La ciudad es casi un mito para quienes aún no la conocen, un extraño recuerdo para quienes han decidido bañarse de sol y encontraron misteriosas luces, ajenas al luminoso cielo del Caribe.                 

Si se tiene la suerte de nacer en ella, de vivirla, resulta casi una agonía cuando – por diferentes motivos – no podemos caminar bajo sus balcones, entre las maternales columnas, admirando la sinfonía de estilos arquitectónicos - sepamos reconocerlos o no.







¿Y cuál es el mejor sitio para sentarnos a olvidar lo duro del día, para hacer planes, soñar, raptar la única brisa que salpica el litoral, y hasta para besar a alguien por primera vez? Sí, ya sabemos que San Cristóbal sería otra sin el mar y su muro guardián.


                                                   


Pero también sería otra La Habana sin esa gente que viene de todos los sitios del país dando un pasito más para acercarse a sus sueños, esos sueños que han ido alimentando desde que nacieron; o los otros, sueños dormidos, esperanzas dormidas...


                  


Gente que se inventa, todos los días, pedacitos de historias, juegos, para continuar atrapando la risa, que ayuda a sobrevivir a esta ciudad.  


      



                            




15/9/08

carbonero en Guanahacabibes
















Cando no es amigo de las palabras, porque el mucho hablar se presta para el mucho inventar. Y Cándido Cervera no es un hombre que carga con mentiras.

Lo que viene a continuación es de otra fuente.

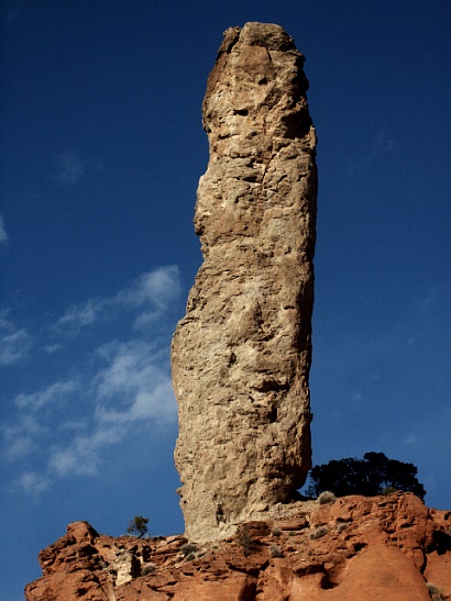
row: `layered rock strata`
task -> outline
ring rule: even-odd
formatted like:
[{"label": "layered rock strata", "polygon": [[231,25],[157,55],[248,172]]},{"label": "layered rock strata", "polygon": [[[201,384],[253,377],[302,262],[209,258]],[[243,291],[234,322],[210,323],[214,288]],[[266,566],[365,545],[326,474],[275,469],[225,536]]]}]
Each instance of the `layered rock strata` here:
[{"label": "layered rock strata", "polygon": [[278,25],[226,31],[204,100],[204,264],[173,341],[186,535],[227,536],[310,468],[316,134],[304,56]]},{"label": "layered rock strata", "polygon": [[[289,508],[289,511],[287,511]],[[275,507],[217,544],[98,534],[86,522],[40,554],[28,601],[451,599],[451,512],[411,493]],[[244,554],[246,550],[246,555]]]}]

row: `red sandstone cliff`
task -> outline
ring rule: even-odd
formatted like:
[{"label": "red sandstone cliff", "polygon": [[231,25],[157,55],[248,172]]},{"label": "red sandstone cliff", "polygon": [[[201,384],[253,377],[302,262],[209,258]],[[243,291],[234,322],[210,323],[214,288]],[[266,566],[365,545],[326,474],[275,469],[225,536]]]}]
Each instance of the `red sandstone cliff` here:
[{"label": "red sandstone cliff", "polygon": [[[451,511],[411,493],[298,502],[228,541],[138,539],[76,522],[40,554],[28,601],[427,601],[451,598]],[[245,556],[244,550],[249,553]]]}]

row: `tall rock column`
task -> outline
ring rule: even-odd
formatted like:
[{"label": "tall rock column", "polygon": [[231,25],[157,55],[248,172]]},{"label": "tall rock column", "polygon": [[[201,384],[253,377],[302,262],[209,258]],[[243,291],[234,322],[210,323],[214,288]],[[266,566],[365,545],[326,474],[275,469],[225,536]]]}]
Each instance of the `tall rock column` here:
[{"label": "tall rock column", "polygon": [[278,25],[226,31],[204,100],[204,254],[173,341],[186,535],[228,536],[311,464],[317,170],[304,56]]}]

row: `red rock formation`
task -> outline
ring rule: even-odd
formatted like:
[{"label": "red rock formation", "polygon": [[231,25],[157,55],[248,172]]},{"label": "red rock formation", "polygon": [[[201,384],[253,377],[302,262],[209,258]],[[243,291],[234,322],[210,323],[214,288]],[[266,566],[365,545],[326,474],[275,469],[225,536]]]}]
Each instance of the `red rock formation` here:
[{"label": "red rock formation", "polygon": [[25,598],[427,601],[427,585],[439,591],[433,599],[451,598],[451,511],[428,509],[411,493],[278,505],[271,520],[242,528],[228,541],[187,545],[182,536],[113,538],[76,522],[41,552],[44,576]]}]

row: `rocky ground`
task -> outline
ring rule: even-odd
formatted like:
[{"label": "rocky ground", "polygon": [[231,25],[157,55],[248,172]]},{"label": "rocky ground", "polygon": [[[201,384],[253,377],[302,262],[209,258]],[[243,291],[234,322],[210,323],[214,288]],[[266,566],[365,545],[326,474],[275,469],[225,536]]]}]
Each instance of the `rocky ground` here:
[{"label": "rocky ground", "polygon": [[207,544],[75,522],[38,559],[28,601],[438,601],[451,598],[451,511],[400,492],[296,502]]}]

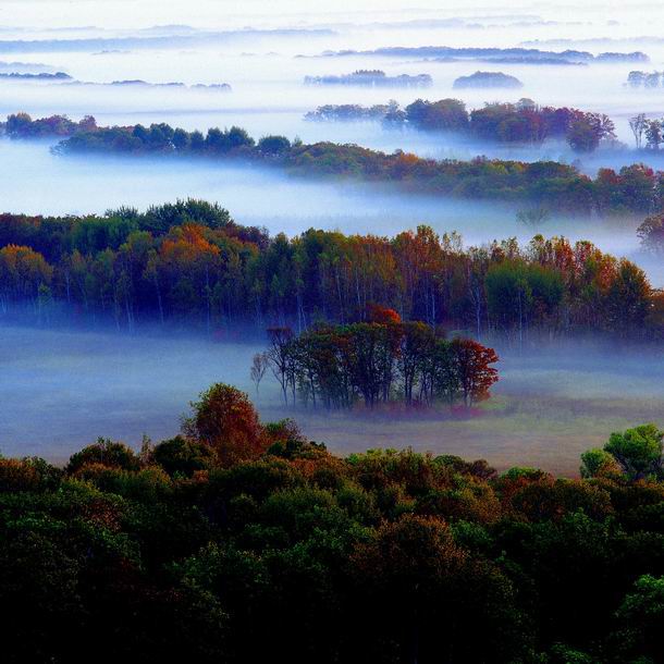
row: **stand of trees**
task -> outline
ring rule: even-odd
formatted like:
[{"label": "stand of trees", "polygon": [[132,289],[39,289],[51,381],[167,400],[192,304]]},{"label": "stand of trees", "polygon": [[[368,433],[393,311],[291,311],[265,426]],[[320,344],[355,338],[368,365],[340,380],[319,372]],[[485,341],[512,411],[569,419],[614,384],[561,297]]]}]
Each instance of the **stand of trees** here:
[{"label": "stand of trees", "polygon": [[[415,103],[417,109],[413,112],[429,118],[431,109],[427,102]],[[530,139],[536,130],[540,136],[545,136],[546,132],[554,135],[555,127],[566,127],[564,131],[568,132],[566,135],[570,145],[588,150],[597,147],[602,136],[612,131],[610,121],[604,116],[588,113],[577,116],[576,111],[565,109],[551,110],[550,125],[540,122],[540,115],[549,118],[544,113],[545,109],[526,109],[517,113],[518,118],[521,116],[519,113],[539,118],[532,125],[521,123],[520,120],[515,123],[509,120],[505,124],[505,118],[515,115],[513,110],[507,109],[505,114],[503,109],[504,104],[493,104],[474,111],[475,120],[470,122],[478,127],[478,136],[488,133],[491,137],[504,134]],[[445,116],[447,115],[450,122],[457,122],[462,116],[456,106],[450,112],[445,110]],[[555,161],[528,163],[484,157],[471,161],[436,161],[401,150],[385,155],[357,145],[304,145],[300,142],[291,143],[284,136],[263,136],[256,142],[241,127],[223,131],[211,128],[204,136],[198,131],[186,132],[164,123],[149,127],[97,127],[93,126],[93,119],[87,119],[86,128],[82,131],[78,125],[70,127],[70,121],[58,118],[60,116],[32,121],[29,116],[22,116],[16,121],[16,116],[10,116],[4,131],[10,136],[29,137],[46,135],[45,127],[50,124],[69,127],[66,131],[72,131],[73,134],[54,148],[63,155],[96,152],[243,160],[281,168],[299,177],[389,182],[406,192],[476,200],[519,201],[573,214],[651,213],[661,210],[664,201],[663,174],[643,164],[624,167],[619,172],[600,169],[593,180],[573,165]],[[34,123],[38,123],[41,128],[33,130]],[[507,126],[511,128],[505,128]]]},{"label": "stand of trees", "polygon": [[103,217],[0,216],[0,311],[257,330],[366,322],[370,306],[450,330],[661,337],[662,297],[632,262],[536,236],[465,249],[429,226],[288,239],[187,200]]},{"label": "stand of trees", "polygon": [[602,113],[539,107],[531,99],[517,103],[485,103],[470,112],[459,99],[418,99],[403,110],[395,101],[371,108],[323,106],[306,118],[324,121],[380,119],[388,127],[454,132],[501,143],[542,143],[553,138],[567,142],[578,152],[592,152],[602,142],[615,140],[615,126]]},{"label": "stand of trees", "polygon": [[388,76],[382,70],[358,70],[342,76],[305,76],[305,85],[357,85],[362,87],[431,87],[429,74]]},{"label": "stand of trees", "polygon": [[297,336],[290,328],[268,332],[270,348],[255,357],[254,368],[271,369],[286,405],[471,406],[488,398],[497,381],[492,348],[469,339],[447,341],[431,325],[402,322],[392,309],[372,307],[369,322],[321,325]]},{"label": "stand of trees", "polygon": [[213,385],[139,454],[0,459],[3,661],[659,663],[662,431],[581,474],[340,458]]}]

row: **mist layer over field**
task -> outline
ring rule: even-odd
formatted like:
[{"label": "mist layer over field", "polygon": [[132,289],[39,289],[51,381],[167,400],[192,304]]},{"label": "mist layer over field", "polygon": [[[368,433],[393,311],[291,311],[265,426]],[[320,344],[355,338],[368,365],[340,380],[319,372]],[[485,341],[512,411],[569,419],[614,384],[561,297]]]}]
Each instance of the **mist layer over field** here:
[{"label": "mist layer over field", "polygon": [[562,346],[503,351],[494,398],[471,415],[355,415],[281,406],[269,376],[257,397],[249,366],[258,344],[0,328],[0,448],[65,460],[98,435],[140,445],[174,435],[187,404],[216,381],[246,390],[261,417],[294,417],[339,453],[405,447],[532,465],[570,475],[579,454],[614,430],[664,425],[664,354]]},{"label": "mist layer over field", "polygon": [[133,206],[144,210],[176,198],[204,198],[226,207],[242,224],[272,235],[310,228],[344,233],[395,235],[429,224],[438,233],[460,233],[466,245],[536,233],[590,239],[629,257],[664,285],[661,261],[640,251],[639,219],[552,217],[537,228],[519,224],[528,204],[474,202],[404,193],[383,185],[313,183],[258,167],[209,160],[57,157],[48,142],[0,140],[0,160],[12,168],[0,179],[2,211],[28,214],[101,214]]},{"label": "mist layer over field", "polygon": [[[77,82],[109,84],[144,79],[187,85],[229,83],[230,94],[186,88],[124,88],[46,82],[0,82],[0,114],[24,110],[35,115],[96,114],[102,123],[169,121],[185,128],[242,124],[257,133],[283,133],[305,140],[348,140],[369,147],[411,149],[442,157],[492,153],[495,146],[457,146],[452,140],[417,135],[385,135],[380,127],[320,126],[303,121],[305,112],[325,103],[407,104],[418,97],[460,97],[469,108],[487,101],[530,97],[542,104],[602,111],[616,122],[618,137],[631,142],[628,118],[637,111],[661,112],[661,90],[625,87],[634,69],[652,71],[664,62],[664,42],[639,39],[656,24],[662,9],[555,8],[502,4],[471,10],[458,3],[419,10],[384,5],[329,12],[297,3],[243,3],[151,0],[126,2],[5,2],[0,13],[0,61],[32,63],[65,71]],[[425,3],[426,4],[426,3]],[[127,11],[131,7],[131,11]],[[364,11],[362,11],[364,10]],[[643,16],[649,22],[644,24]],[[614,41],[588,42],[593,38]],[[551,39],[558,46],[550,45]],[[369,51],[390,46],[529,47],[564,50],[579,39],[592,53],[643,50],[647,63],[591,63],[587,66],[435,62],[421,58],[321,57],[343,50]],[[567,41],[568,40],[568,41]],[[381,69],[389,75],[430,74],[429,89],[305,86],[307,75],[344,74]],[[520,90],[453,90],[456,77],[477,70],[504,71],[524,83]],[[433,144],[433,145],[432,145]],[[534,149],[522,155],[539,159]],[[567,155],[568,156],[568,155]],[[558,157],[556,153],[555,158]]]},{"label": "mist layer over field", "polygon": [[[404,149],[435,158],[578,159],[561,144],[504,146],[458,136],[384,131],[380,123],[306,122],[321,104],[402,106],[422,97],[463,99],[469,109],[529,97],[541,104],[577,107],[608,114],[618,138],[631,145],[628,120],[638,112],[662,115],[662,89],[625,87],[629,71],[662,70],[661,4],[582,7],[528,4],[471,9],[421,0],[404,9],[398,0],[329,5],[295,0],[41,1],[0,5],[0,71],[66,72],[74,83],[0,79],[0,116],[91,113],[99,124],[150,124],[201,131],[239,125],[255,137],[279,133],[306,143],[357,143]],[[304,8],[304,9],[303,9]],[[643,36],[654,35],[643,39]],[[644,51],[645,63],[588,65],[433,62],[414,57],[325,52],[404,46],[501,47]],[[380,69],[388,75],[429,74],[428,89],[305,86],[307,75],[342,75]],[[524,83],[519,90],[456,90],[458,76],[502,71]],[[112,86],[143,79],[185,87]],[[85,83],[86,85],[83,85]],[[232,91],[193,88],[228,83]],[[276,171],[212,161],[148,158],[57,157],[52,142],[0,139],[0,211],[32,214],[103,213],[109,208],[197,197],[229,208],[238,223],[288,235],[315,226],[346,233],[393,235],[420,223],[439,233],[457,231],[481,244],[536,232],[587,238],[602,249],[635,259],[655,286],[664,285],[661,259],[639,253],[638,219],[558,219],[526,229],[515,206],[455,201],[404,194],[395,187],[310,183]],[[645,160],[663,168],[656,152],[598,152],[578,165],[594,174]],[[214,381],[250,391],[249,364],[258,346],[226,340],[112,333],[35,331],[0,325],[0,450],[64,460],[97,435],[137,446],[144,433],[173,435],[187,402]],[[470,416],[292,414],[279,405],[274,386],[261,388],[266,419],[295,415],[307,435],[336,452],[368,446],[413,445],[418,450],[485,457],[500,468],[530,464],[574,474],[583,450],[613,430],[643,421],[664,425],[664,358],[652,349],[549,348],[502,353],[495,397]]]}]

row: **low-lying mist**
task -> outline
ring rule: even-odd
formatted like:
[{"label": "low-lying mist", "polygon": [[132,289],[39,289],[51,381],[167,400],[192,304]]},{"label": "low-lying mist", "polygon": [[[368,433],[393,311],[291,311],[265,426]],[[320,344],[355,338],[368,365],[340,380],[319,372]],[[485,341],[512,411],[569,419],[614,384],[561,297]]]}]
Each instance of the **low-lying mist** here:
[{"label": "low-lying mist", "polygon": [[[597,344],[500,348],[501,381],[472,413],[329,414],[286,409],[267,374],[249,380],[259,343],[0,327],[0,450],[64,462],[97,436],[138,447],[174,435],[188,402],[213,382],[256,401],[265,420],[294,417],[333,452],[405,447],[575,474],[613,430],[664,425],[664,354]],[[48,348],[48,353],[45,353]]]},{"label": "low-lying mist", "polygon": [[176,198],[202,198],[228,208],[242,224],[271,234],[295,235],[309,228],[344,233],[395,235],[431,225],[456,231],[466,245],[536,233],[589,239],[603,250],[626,256],[664,285],[661,261],[639,250],[641,220],[552,217],[525,226],[517,212],[527,204],[458,201],[405,193],[395,186],[352,182],[308,182],[266,168],[216,163],[205,159],[58,157],[48,142],[0,140],[0,159],[11,163],[0,179],[3,212],[28,214],[103,213],[120,206],[145,209]]}]

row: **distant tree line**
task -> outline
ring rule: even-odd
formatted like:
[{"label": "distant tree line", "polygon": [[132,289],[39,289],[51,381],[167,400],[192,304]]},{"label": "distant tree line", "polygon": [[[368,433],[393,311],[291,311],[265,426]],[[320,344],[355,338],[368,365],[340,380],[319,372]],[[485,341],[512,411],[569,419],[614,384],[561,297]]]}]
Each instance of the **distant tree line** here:
[{"label": "distant tree line", "polygon": [[[429,112],[427,102],[416,102],[416,109],[419,111],[411,111],[415,115]],[[490,136],[496,135],[495,126],[500,125],[496,118],[502,116],[502,111],[499,109],[497,115],[494,111],[493,107],[474,111],[483,113],[483,120],[477,121],[477,126],[485,128],[478,131],[489,132]],[[460,116],[455,113],[451,115]],[[57,127],[70,126],[66,119],[58,122],[59,116],[47,121],[32,121],[29,116],[22,115],[20,122],[16,122],[15,118],[10,116],[4,125],[5,134],[13,137],[44,136],[50,124]],[[555,112],[553,118],[555,120]],[[554,120],[551,126],[558,126]],[[566,126],[566,121],[561,122],[561,126]],[[33,123],[38,123],[38,132],[33,130]],[[91,123],[91,119],[87,119],[86,123]],[[586,146],[582,147],[586,149],[597,144],[600,139],[598,137],[603,135],[602,127],[606,128],[608,125],[605,125],[602,116],[586,114],[580,124],[573,126],[576,127],[573,138],[575,145]],[[656,212],[664,205],[664,175],[643,164],[624,167],[619,172],[600,169],[593,180],[573,165],[555,161],[527,163],[490,160],[484,157],[471,161],[436,161],[401,150],[385,155],[357,145],[305,145],[299,140],[291,143],[284,136],[263,136],[256,142],[245,130],[235,126],[230,130],[211,128],[206,135],[198,131],[173,128],[164,123],[149,127],[136,125],[86,127],[83,131],[77,126],[70,128],[73,134],[54,148],[59,153],[94,152],[241,160],[280,168],[287,174],[299,177],[389,182],[406,192],[477,200],[533,202],[550,210],[574,214],[641,214]],[[524,133],[524,136],[527,135],[527,132]]]},{"label": "distant tree line", "polygon": [[[382,115],[380,114],[382,112]],[[592,152],[602,142],[615,140],[615,126],[602,113],[569,108],[539,107],[531,99],[517,103],[485,103],[470,112],[459,99],[418,99],[401,109],[395,101],[370,109],[358,104],[324,106],[308,120],[378,118],[389,127],[410,126],[428,132],[454,132],[501,143],[566,140],[578,152]]]},{"label": "distant tree line", "polygon": [[492,348],[469,339],[447,340],[423,322],[402,322],[392,309],[372,307],[366,322],[321,324],[293,334],[268,330],[270,347],[254,358],[257,388],[269,368],[284,403],[327,409],[442,402],[466,406],[489,397],[497,381]]},{"label": "distant tree line", "polygon": [[7,315],[302,332],[366,321],[371,305],[478,339],[664,330],[664,299],[645,274],[589,242],[538,235],[466,249],[429,226],[394,237],[313,229],[270,237],[197,200],[102,217],[0,216]]},{"label": "distant tree line", "polygon": [[429,74],[388,76],[382,70],[357,70],[342,76],[305,76],[305,85],[357,85],[361,87],[431,87]]},{"label": "distant tree line", "polygon": [[642,72],[635,70],[629,72],[627,84],[632,88],[664,87],[664,72]]},{"label": "distant tree line", "polygon": [[3,661],[660,663],[662,436],[581,479],[340,457],[212,385],[139,453],[0,458]]}]

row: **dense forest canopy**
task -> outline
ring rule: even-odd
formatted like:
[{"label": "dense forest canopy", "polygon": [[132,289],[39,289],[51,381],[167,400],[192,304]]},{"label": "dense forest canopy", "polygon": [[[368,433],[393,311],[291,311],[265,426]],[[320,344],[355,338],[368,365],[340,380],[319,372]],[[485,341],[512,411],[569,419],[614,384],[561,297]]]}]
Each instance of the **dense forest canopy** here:
[{"label": "dense forest canopy", "polygon": [[65,468],[0,459],[4,661],[662,661],[654,425],[571,480],[340,458],[223,384],[192,406],[139,454],[100,439]]},{"label": "dense forest canopy", "polygon": [[[488,107],[474,113],[483,112],[487,116],[481,124],[491,127],[495,122],[502,122],[503,111],[499,108],[495,116],[496,108]],[[554,114],[553,121],[561,118]],[[568,139],[581,150],[593,149],[605,132],[613,131],[610,121],[598,114],[586,114],[582,122],[575,121],[569,126],[574,132]],[[487,131],[496,137],[495,128]],[[660,211],[664,200],[664,175],[638,163],[623,167],[619,172],[600,169],[591,179],[574,165],[555,161],[528,163],[484,157],[471,161],[436,161],[401,150],[385,155],[357,145],[305,145],[298,140],[292,143],[284,136],[263,136],[256,142],[236,126],[223,131],[210,128],[204,135],[165,123],[149,127],[140,124],[100,127],[89,116],[75,123],[61,115],[32,120],[25,113],[10,115],[4,132],[16,138],[64,137],[54,148],[62,155],[90,152],[243,160],[279,168],[299,177],[393,183],[406,192],[532,202],[575,214],[644,214]]]},{"label": "dense forest canopy", "polygon": [[0,312],[212,330],[362,322],[371,305],[476,337],[604,333],[661,339],[664,296],[589,242],[536,236],[464,248],[429,226],[394,237],[288,238],[198,200],[102,217],[0,216]]}]

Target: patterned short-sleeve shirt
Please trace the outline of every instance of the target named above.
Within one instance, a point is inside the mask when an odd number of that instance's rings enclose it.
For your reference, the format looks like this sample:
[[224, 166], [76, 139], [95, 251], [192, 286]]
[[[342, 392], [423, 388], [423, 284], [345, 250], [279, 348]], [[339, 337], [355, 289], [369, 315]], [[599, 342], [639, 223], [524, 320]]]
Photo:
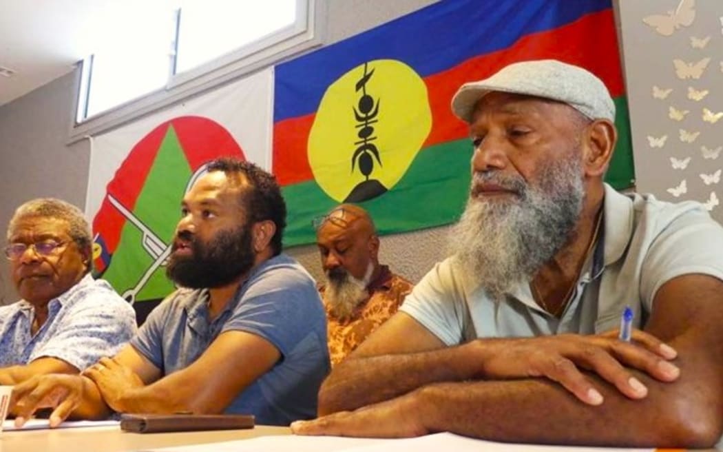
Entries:
[[132, 307], [90, 275], [48, 302], [48, 319], [33, 335], [34, 317], [25, 300], [0, 307], [0, 367], [47, 357], [83, 370], [117, 353], [137, 329]]
[[[394, 315], [413, 287], [414, 285], [408, 281], [390, 272], [387, 265], [382, 265], [379, 277], [372, 281], [367, 288], [370, 294], [369, 299], [359, 304], [351, 317], [342, 320], [337, 318], [325, 299], [329, 355], [332, 365], [341, 362], [372, 331]], [[325, 289], [325, 286], [319, 287], [322, 298]]]

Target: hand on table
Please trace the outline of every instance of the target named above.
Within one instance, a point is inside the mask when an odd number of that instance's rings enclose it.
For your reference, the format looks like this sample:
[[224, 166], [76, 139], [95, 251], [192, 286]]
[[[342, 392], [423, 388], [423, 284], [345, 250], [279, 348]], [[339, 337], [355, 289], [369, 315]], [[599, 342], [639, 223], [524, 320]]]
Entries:
[[144, 385], [134, 372], [113, 358], [100, 358], [84, 370], [82, 375], [95, 383], [108, 406], [119, 413], [129, 411], [124, 404], [129, 392]]
[[22, 427], [43, 408], [55, 409], [50, 416], [50, 426], [57, 427], [80, 404], [83, 391], [82, 377], [65, 374], [37, 375], [15, 385], [10, 400], [15, 427]]
[[[482, 339], [479, 344], [484, 342]], [[599, 405], [603, 397], [581, 370], [596, 373], [630, 398], [642, 398], [648, 390], [626, 367], [664, 382], [676, 380], [680, 373], [669, 362], [677, 356], [675, 350], [639, 330], [633, 332], [630, 342], [620, 341], [617, 331], [612, 331], [596, 336], [560, 334], [487, 344], [483, 346], [487, 347], [484, 379], [545, 377], [591, 405]]]

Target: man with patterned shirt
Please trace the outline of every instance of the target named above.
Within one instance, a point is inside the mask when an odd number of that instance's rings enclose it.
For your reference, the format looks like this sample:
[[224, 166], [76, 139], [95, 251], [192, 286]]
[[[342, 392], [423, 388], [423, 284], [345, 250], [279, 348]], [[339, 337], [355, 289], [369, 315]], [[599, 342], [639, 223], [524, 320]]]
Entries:
[[22, 299], [0, 307], [0, 384], [77, 373], [135, 333], [133, 308], [89, 274], [93, 241], [80, 209], [52, 198], [29, 201], [10, 220], [7, 242]]
[[379, 265], [379, 237], [369, 214], [343, 204], [317, 223], [327, 284], [320, 285], [332, 365], [399, 309], [412, 283]]

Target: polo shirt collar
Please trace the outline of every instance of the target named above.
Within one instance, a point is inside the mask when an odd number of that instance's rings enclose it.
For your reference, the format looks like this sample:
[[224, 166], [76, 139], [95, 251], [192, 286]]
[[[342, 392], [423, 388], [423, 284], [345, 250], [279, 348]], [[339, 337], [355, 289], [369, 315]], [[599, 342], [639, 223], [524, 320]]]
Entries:
[[[633, 200], [604, 184], [605, 201], [602, 234], [603, 263], [607, 267], [618, 261], [625, 252], [633, 233]], [[599, 269], [602, 270], [602, 268]], [[597, 273], [597, 272], [596, 272]], [[596, 275], [596, 276], [597, 275]]]

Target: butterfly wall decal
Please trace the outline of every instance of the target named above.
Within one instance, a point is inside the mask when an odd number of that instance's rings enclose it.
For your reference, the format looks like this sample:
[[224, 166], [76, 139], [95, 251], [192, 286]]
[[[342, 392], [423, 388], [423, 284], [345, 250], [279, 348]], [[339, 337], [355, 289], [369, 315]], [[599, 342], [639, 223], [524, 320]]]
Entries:
[[706, 36], [705, 38], [690, 36], [690, 47], [693, 48], [705, 48], [706, 46], [708, 45], [708, 41], [710, 40], [710, 36]]
[[690, 113], [690, 110], [678, 110], [672, 106], [668, 107], [668, 117], [673, 121], [683, 121], [688, 113]]
[[700, 132], [688, 132], [685, 129], [680, 129], [680, 141], [683, 142], [693, 142], [698, 139], [698, 135], [701, 135]]
[[651, 137], [648, 135], [648, 144], [651, 148], [662, 148], [665, 145], [665, 141], [668, 139], [667, 135], [662, 137]]
[[711, 192], [710, 195], [708, 197], [708, 200], [703, 203], [703, 207], [710, 212], [713, 210], [713, 208], [718, 205], [718, 195], [716, 195], [715, 192]]
[[670, 158], [670, 165], [673, 167], [673, 169], [685, 169], [688, 168], [689, 163], [690, 163], [690, 157], [680, 159], [675, 157]]
[[692, 86], [688, 87], [688, 98], [691, 101], [700, 101], [708, 95], [708, 90], [701, 90], [698, 91]]
[[723, 146], [718, 146], [715, 149], [709, 149], [705, 146], [701, 146], [701, 153], [706, 160], [716, 160], [723, 150]]
[[666, 190], [668, 193], [670, 193], [675, 197], [680, 197], [681, 195], [685, 195], [688, 193], [688, 184], [685, 183], [685, 179], [680, 181], [680, 183], [677, 184], [677, 187], [673, 187], [672, 188], [669, 188]]
[[712, 174], [701, 174], [701, 179], [703, 179], [703, 183], [706, 185], [710, 185], [711, 184], [717, 184], [721, 182], [721, 170], [718, 170]]
[[675, 11], [664, 14], [651, 14], [643, 18], [646, 25], [652, 27], [663, 36], [669, 36], [681, 27], [689, 27], [696, 20], [695, 0], [681, 0]]
[[723, 111], [718, 111], [716, 113], [713, 113], [708, 108], [703, 109], [703, 120], [706, 122], [710, 122], [711, 124], [715, 124], [720, 121], [720, 119], [723, 118]]
[[673, 65], [675, 67], [675, 75], [680, 80], [688, 78], [698, 80], [703, 75], [708, 64], [711, 62], [710, 58], [703, 58], [698, 61], [686, 63], [682, 59], [675, 59], [673, 60]]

Prefiere cargar sacos de carbón, después de que él mismo haya levantado la pira del horno, lo haya hecho arder, cuidándolo desde el alba hasta el amanecer, rastrillando el carbón en plena madrugada, que es cuando se trabaja mejor, a la luz de los mecheros humeantes, el canto insaciable de los mosquitos y el saludo irreverente de los jejenes que se esconden en la madera húmeda.















Sus hijos, como otros muchos en esta zona pinareña, no comparten con él su amor por este trabajo. Es demasiado duro este duelo con la naturaleza.














Pero Cando se enamoró hace casi 50 años, cuando era un niño al igual que sus 7 hermanos y su padre los llevaba a armar el horno, a cuidar de él como se cuida a un cachorro frágil, tierno y fiero.


Quizá sea por eso que Cándido es todavía un hombre de monte, emprendedor como su abuelo mallorquín y, como él, carbonero hasta que la vida lo decida.